Every Booker speech runs long—this one was 47 minutes, with an email that popped up from the Iowa Republican Party in the middle calling him an “East Coast Grandstander”—but it wasn’t so much the standing ovations that stood out (there were four) as the focused silence in between. Booker’s own staff, who’ve all given up on trying to get him to keep it tight—though they do save money by not having a speechwriter on staff—was caught off guard seeing an audience hang on his words like this. Especially an audience who’s seen it all, in the state that will still have the biggest say in picking the next nominee.
“People were looking for someone to give them hope, someone to inspire them,” said Troy Price, the Iowa Democratic chair said. “Today, it worked. People were looking for someone to give them hope, and someone to inspire them. And the senator did.”
“We all needed a sense of revival,” Booker told me later. He kept talking about “fellowship,” calling it “cathartic.”
Saturday morning, Senate Majority Leader Mitch McConnell did a Kavanaugh victory lap of interviews about how the Democratic “mob” had been a gift. Saturday night, Trump warned a Kansas rally about the danger of an angry mob.
Sunday morning, in a big black volunteer’s van, riding to his grandmother’s old church after sucking down his iced tea and happily taking a few selfies on request (he’s also pioneered the video selfie—20 or 30 seconds of talking into the camera about how happy he is to meet the person he squeezes in to the frame next to him, usually with some New Jersey reference jammed in), Booker said, “there’s no grace in that terminology.”
“If that’s what [McConnell’s] definition of mobs are, then our country from its founding has seen the same kind of righteous mobs,” he said. “This nation, I feel it in the core of my being: what we need right now is magnanimity.
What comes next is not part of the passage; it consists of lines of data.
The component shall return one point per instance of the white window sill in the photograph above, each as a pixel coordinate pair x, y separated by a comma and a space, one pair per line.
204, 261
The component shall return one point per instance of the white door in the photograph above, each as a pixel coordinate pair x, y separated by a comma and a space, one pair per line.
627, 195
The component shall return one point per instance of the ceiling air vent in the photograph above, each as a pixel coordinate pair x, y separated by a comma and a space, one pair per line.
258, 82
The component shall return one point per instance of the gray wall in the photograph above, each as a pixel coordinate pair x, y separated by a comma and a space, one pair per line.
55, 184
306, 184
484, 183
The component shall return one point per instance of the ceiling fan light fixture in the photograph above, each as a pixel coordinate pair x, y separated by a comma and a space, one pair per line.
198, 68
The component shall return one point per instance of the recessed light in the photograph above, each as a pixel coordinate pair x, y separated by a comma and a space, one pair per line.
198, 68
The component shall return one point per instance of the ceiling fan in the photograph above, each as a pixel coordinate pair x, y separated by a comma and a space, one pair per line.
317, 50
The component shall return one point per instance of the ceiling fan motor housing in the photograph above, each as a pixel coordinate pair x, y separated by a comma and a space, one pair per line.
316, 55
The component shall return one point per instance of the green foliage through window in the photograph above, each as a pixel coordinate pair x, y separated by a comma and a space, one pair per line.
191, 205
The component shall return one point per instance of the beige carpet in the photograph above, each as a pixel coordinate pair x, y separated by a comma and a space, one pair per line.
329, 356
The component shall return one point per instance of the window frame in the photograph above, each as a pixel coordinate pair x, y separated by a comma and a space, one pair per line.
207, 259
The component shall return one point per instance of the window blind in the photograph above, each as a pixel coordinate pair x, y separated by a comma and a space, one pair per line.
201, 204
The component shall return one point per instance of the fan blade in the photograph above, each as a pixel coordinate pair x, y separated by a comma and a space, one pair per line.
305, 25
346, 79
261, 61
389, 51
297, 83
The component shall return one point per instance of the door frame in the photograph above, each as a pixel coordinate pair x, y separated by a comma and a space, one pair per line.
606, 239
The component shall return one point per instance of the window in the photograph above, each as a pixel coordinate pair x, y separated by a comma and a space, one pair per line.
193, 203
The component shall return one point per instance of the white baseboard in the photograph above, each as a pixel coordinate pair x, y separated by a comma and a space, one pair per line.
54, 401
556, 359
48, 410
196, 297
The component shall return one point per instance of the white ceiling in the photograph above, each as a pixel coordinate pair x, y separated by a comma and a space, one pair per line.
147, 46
What we need right now is not leaders that are going to pit us against each other, but leaders that are going to call us to unify.”
When I said that sounds like he was making an argument for shaping the national conversation through a presidential campaign, he tried to say he could do it as a senator, but he didn’t resist for long.
“We need people that are going to be the stitching that holds this nation together. And that’s part of my life purpose,” he said.
Then into the church. He stayed for three hours.
Booker’s team had built a schedule of campaign stops with local candidates to lead up and build up to his appearance at the dinner, so he’d come in familiar to them. As famous as Iowans are for being nice, they’re also famous for being dismissively demanding of every politician who comes through. The easiest quote for a campaign reporter to get from a local activist is about how each candidate will have to put in the time, doesn’t matter who they are. These are Democrats no one outside the state has ever heard of, but who can tick off how many times Barack Obama sat in their living room, or who was where when on Gary Hart, or how early they signed up with Jimmy Carter back when he surprised everyone in 1976 and first turned the Iowa caucuses into a big deal.